Daniele Perito: We can’t make somebody do something they don’t want to do. The only thing we did was to get people to wear this helmet and hook them up to a machine, and then show them images and see if they are familiar with them by measuring their signals of recognition. From that you can infer certain information. 

Ummmmmm, like people’s PINs?
We asked our participants to choose a PIN, and then we said: “We’re going to show you some numbers. At the end of the experiment, you will be asked to enter the first number of your PIN.” This basically forces them to think about the first number of their PIN, so when they saw these flashing digits, they had a higher recollection when they saw the first digit of their PIN.

Can this technology also extract information from someone’s mind? 
We’ve had partial success, but our experiments were very controlled. Participants sat in front of a screen and watched flashing images, but nobody is going to do that [in real life]. Now we’re thinking of ways in which this could be made subtler, so that you could be probed for hours without realizing it.
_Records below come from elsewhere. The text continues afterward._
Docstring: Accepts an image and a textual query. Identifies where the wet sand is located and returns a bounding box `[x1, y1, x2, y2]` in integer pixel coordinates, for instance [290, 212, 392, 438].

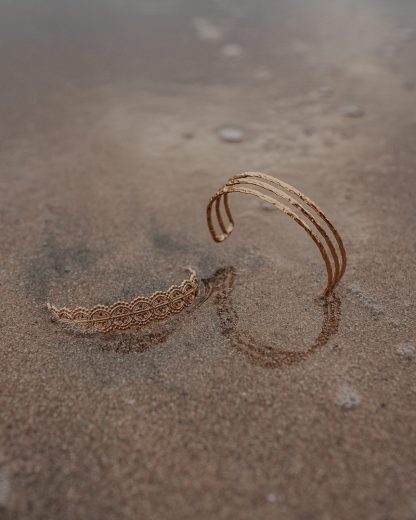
[0, 0, 416, 520]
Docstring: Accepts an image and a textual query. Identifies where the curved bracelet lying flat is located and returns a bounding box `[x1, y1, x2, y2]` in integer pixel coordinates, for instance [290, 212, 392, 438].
[48, 269, 199, 332]
[207, 172, 347, 296]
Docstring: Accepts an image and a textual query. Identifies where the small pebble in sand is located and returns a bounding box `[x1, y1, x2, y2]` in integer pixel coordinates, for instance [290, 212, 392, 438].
[335, 384, 361, 410]
[221, 43, 244, 58]
[399, 27, 416, 43]
[182, 130, 195, 139]
[318, 86, 334, 98]
[403, 79, 415, 90]
[253, 67, 273, 81]
[339, 104, 364, 117]
[217, 126, 244, 143]
[192, 16, 223, 42]
[0, 470, 10, 510]
[396, 342, 416, 361]
[266, 493, 277, 504]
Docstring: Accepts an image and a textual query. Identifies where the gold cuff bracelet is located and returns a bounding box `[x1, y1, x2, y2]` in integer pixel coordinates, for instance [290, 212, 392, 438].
[207, 172, 347, 296]
[48, 269, 199, 332]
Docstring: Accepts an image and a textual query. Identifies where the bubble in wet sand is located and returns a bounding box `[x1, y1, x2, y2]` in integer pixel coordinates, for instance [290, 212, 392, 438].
[339, 104, 364, 117]
[335, 384, 361, 410]
[192, 16, 223, 42]
[217, 126, 244, 143]
[221, 43, 244, 58]
[396, 342, 416, 361]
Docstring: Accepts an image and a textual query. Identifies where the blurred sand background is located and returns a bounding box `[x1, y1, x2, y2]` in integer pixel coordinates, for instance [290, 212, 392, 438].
[0, 0, 416, 520]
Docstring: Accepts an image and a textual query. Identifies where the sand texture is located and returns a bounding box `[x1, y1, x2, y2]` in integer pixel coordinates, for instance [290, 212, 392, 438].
[0, 0, 416, 520]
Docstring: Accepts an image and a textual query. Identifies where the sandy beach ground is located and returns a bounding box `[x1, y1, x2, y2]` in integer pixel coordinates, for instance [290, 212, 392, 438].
[0, 0, 416, 520]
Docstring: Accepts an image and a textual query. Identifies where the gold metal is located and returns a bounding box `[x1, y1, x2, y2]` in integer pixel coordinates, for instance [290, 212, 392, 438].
[207, 172, 347, 296]
[47, 269, 199, 332]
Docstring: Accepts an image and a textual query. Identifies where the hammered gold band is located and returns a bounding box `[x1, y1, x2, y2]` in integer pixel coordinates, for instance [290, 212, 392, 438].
[207, 172, 347, 296]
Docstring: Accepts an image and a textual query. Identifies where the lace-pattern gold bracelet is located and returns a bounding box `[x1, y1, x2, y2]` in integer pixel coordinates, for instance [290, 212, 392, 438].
[47, 269, 199, 332]
[207, 172, 347, 296]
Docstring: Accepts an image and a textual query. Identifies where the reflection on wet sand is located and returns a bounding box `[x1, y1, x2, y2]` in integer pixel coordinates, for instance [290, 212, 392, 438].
[204, 267, 341, 368]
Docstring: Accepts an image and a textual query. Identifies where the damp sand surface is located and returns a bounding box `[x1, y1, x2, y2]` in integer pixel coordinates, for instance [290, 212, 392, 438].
[0, 0, 416, 520]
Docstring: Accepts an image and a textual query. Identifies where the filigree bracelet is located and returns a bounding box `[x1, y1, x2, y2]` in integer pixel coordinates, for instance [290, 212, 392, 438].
[47, 269, 199, 332]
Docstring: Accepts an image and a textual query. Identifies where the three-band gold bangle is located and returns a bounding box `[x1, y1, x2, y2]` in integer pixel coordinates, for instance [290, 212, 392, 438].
[207, 172, 347, 296]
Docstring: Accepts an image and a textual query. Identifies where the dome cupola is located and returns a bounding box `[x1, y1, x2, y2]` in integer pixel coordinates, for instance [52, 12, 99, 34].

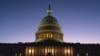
[36, 5, 63, 41]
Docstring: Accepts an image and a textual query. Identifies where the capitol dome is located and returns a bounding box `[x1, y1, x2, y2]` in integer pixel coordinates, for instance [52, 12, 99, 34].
[36, 6, 63, 41]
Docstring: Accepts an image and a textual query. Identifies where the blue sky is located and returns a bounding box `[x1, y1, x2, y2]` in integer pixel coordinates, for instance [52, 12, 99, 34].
[0, 0, 100, 43]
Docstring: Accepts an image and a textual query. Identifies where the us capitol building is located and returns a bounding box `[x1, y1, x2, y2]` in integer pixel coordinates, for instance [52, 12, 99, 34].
[0, 6, 100, 56]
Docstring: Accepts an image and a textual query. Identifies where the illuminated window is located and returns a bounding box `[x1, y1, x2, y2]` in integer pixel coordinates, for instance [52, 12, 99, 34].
[77, 54, 79, 56]
[15, 53, 17, 56]
[86, 53, 88, 56]
[19, 53, 22, 56]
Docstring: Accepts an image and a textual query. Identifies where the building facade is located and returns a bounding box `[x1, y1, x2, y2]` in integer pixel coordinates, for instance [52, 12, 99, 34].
[0, 6, 100, 56]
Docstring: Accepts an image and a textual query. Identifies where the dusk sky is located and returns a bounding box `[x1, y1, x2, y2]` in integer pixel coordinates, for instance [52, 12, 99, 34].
[0, 0, 100, 44]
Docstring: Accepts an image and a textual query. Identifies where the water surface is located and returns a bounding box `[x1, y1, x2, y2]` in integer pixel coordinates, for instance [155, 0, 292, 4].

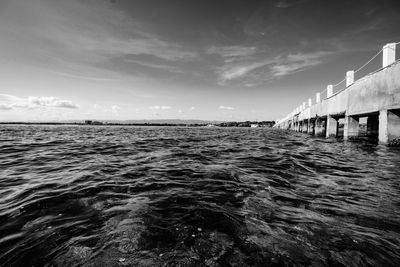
[0, 125, 400, 266]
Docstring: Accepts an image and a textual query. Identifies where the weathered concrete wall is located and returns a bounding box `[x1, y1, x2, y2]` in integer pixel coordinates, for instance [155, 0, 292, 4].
[346, 62, 400, 115]
[278, 61, 400, 126]
[278, 61, 400, 144]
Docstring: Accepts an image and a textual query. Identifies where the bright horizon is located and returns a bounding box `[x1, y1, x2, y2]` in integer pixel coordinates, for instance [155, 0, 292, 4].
[0, 0, 400, 121]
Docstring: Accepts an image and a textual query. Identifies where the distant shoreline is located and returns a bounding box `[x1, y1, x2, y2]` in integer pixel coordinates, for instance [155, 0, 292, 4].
[0, 121, 275, 127]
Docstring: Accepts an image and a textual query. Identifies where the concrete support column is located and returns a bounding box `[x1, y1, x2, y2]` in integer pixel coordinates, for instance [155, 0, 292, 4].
[315, 93, 321, 103]
[343, 116, 359, 140]
[378, 110, 400, 144]
[326, 116, 338, 137]
[326, 84, 333, 98]
[367, 115, 379, 137]
[314, 119, 325, 136]
[307, 120, 315, 134]
[382, 43, 396, 68]
[346, 70, 354, 87]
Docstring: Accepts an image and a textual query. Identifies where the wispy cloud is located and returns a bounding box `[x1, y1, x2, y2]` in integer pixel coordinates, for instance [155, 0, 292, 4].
[217, 51, 331, 87]
[149, 106, 171, 110]
[126, 59, 183, 73]
[217, 60, 273, 84]
[207, 46, 256, 58]
[219, 105, 235, 110]
[272, 52, 330, 77]
[0, 94, 79, 110]
[111, 105, 121, 114]
[47, 70, 119, 82]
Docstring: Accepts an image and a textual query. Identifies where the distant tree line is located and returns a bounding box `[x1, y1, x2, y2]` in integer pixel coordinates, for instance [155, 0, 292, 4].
[216, 121, 275, 127]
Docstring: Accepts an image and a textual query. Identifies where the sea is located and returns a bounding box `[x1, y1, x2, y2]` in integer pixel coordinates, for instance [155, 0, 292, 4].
[0, 125, 400, 267]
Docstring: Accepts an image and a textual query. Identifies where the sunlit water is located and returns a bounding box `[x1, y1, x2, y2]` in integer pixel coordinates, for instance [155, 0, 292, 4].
[0, 126, 400, 266]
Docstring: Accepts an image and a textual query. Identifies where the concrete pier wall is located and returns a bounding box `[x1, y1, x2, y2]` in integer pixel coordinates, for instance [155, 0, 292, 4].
[275, 44, 400, 147]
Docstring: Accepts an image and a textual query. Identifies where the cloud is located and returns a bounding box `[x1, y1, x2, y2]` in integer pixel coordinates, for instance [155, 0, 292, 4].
[207, 46, 256, 57]
[274, 0, 308, 8]
[272, 52, 330, 77]
[111, 105, 121, 114]
[0, 94, 79, 110]
[28, 96, 78, 108]
[149, 106, 171, 110]
[0, 104, 12, 110]
[219, 105, 235, 110]
[217, 51, 332, 84]
[217, 60, 273, 83]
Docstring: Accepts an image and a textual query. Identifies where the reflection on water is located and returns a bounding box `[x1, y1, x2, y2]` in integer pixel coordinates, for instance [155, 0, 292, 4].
[0, 126, 400, 266]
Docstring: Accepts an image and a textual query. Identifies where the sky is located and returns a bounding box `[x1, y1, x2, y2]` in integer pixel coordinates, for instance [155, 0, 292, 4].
[0, 0, 400, 121]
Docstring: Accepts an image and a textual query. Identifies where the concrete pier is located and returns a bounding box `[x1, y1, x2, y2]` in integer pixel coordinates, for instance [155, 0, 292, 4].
[343, 116, 359, 140]
[274, 43, 400, 145]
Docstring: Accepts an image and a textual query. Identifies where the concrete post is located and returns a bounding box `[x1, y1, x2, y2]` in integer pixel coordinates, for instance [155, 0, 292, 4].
[346, 70, 354, 87]
[326, 116, 338, 137]
[315, 93, 321, 103]
[382, 43, 396, 68]
[326, 84, 333, 98]
[307, 119, 314, 134]
[378, 110, 400, 144]
[315, 118, 324, 136]
[343, 116, 359, 140]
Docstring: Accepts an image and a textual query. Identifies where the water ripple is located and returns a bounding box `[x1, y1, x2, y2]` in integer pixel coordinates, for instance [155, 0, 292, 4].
[0, 125, 400, 266]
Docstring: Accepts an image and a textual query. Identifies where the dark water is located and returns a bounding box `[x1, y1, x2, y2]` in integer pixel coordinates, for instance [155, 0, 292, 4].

That sounds really creepy. How does it work? 
Once you see and recognize a stimulus, we can measure it. We’re trying to bring the display time low enough so that it’s barely noticeable at all, to see if the reaction is still there. This is not going to be dressed up as an attack as much as user profiling. When you’re browsing the internet, many parties are going to have questions about you—your status, your age, your gender, your mood, what you’re interested in—and we can track that. 

It sounds like a very intrusive but effective advertising tool.
It’s going to be a while, but I think it is going to be much easier to get certain information like someone’s political preference or sexual orientation.